Non seulement l’homosexualité est encore pénalisée dans plusieurs pays du monde, y compris par la mort. Mais aussi les agressions homophobes continuent d’être monnaie courante en France. Celles-ci seraient même en hausse d’après SOS homophobie, en particulier depuis l’épisode du mariage pour tous, encouragées notamment par le discours homophobe de la Manif pour tous dans l’espace public. Enfin, l’égalité des droits est loin d’être acquise pour tout le monde. Après l’épisode du mariage pour tous, la PMA pour toutes les femmes a été « oubliée » par ceux qui se faisaient les portes-drapeaux de l’égalité des droits. Édouard Philippe a annoncé il y a quelques jours l’ouverture d’un débat sur la PMA dans le cadre de l’ « acte II » du quinquennat. Opération de séduction de la gauche à haut-risque, alors que la présidence Macron ne rougit pas de ses amitiés avec les politiciens se réclamant de la Manif pour tous. De la même manière, les droits des personnes trans continuent d’être bafoués. Leurs identités continuent d’être psychiatrisées et la prise en charge de leur santé dépend du bon vouloir des équipes hospitalières et des psychiatres, comme le rappelle l’association OUTrans.
C’est-à-dire que, malgré le capitalisme rose, malgré la cooptation des mouvements sociaux par les gouvernements dits de "gauche", malgré les excuses de la police sur des décennies de violences, la « question homosexuelle » en elle-même n’a beaucoup évoluée : les agressions, les oppressions et les normes subsitent.

Suite aux émeutes de Stonewall, le mouvement LGBT a développé de nouvelles revendications, s’est organisé autour de nouvelles luttes : en outre l’abolition du capitalisme et de la famille hétéro-patriarcale ; par conséquent sortir de l’isolement créé par la société bourgeoise en s’alliant à d’autres mouvements. C’est le cas du FHAR en France qui n’a cessé d’interpeller le mouvement ouvrier, à l’époque dominé par le stalinisme du PCF. C’est le cas du Gay Liberation Front aux États-Unis, qui a participé à des manifestations antiracistes aux côtés du Black Panther Party. L’exemple le plus poussé de ces alliances est peut-être celui, encore trop mal connu, de Lesbians and gay support the miners, qui a soutenu les mineurs en grève en 1984-1985 contre le gouvernement conservateur de Thatcher au Royaume-Uni. Stonewall means fight back !, Stonewall signifie contre-attaquer, comme le disait la banderole des membres gays de Youth Against War and Fascism, durant la marche des fiertés de 1978. Reprendre le flambeau de Stonewall, c’est dénoncer le Capitalisme et sa variante gay-friendly, c’est aussi lutter pour un mouvement LBGT indépendant de l’État et des partis bourgeois, et qui cherche des alliés, à commencer dans le mouvement ouvrier. C’est pour cela que, cinquante ans plus tard, nous revendiquons toujours l’esprit de Stonewall qui a été un puissant cri de rage contre l’oppression patriarcale et l’exploitation capitaliste.

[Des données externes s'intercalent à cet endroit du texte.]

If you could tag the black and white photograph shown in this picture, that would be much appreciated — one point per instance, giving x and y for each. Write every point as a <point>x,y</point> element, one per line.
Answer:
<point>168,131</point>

Cette édition de RP Dimanche, 50 ans après Stonewall, sort alors que, malgré le recul du mouvement des Gilets Jaunes ces dernières semaines, la situation nationale et internationale reste explosive. Que ce soit avec la montée au pouvoir de l’extrême-droite au Brésil ou encore la remise en question du droit à l’avortement dans les pays où il était pensé comme acquis, les femmes ont massivement été aux avant-postes, et ce partout dans le monde face aux réactionnaires. Dans ce contexte, il est évident qu’il serait illusoire de croire naïvement aux sirènes de la « normalisation gay » et d’une libération féministe à l’initiative des Etats. Nous ne devons pas laisser passer l’occasion de construire une réelle alternative à cette société qui, au vu des derniers évènements, promet une plongée vertigineuse dans la barbarie issue de la crise d’un capitalisme pourrissant.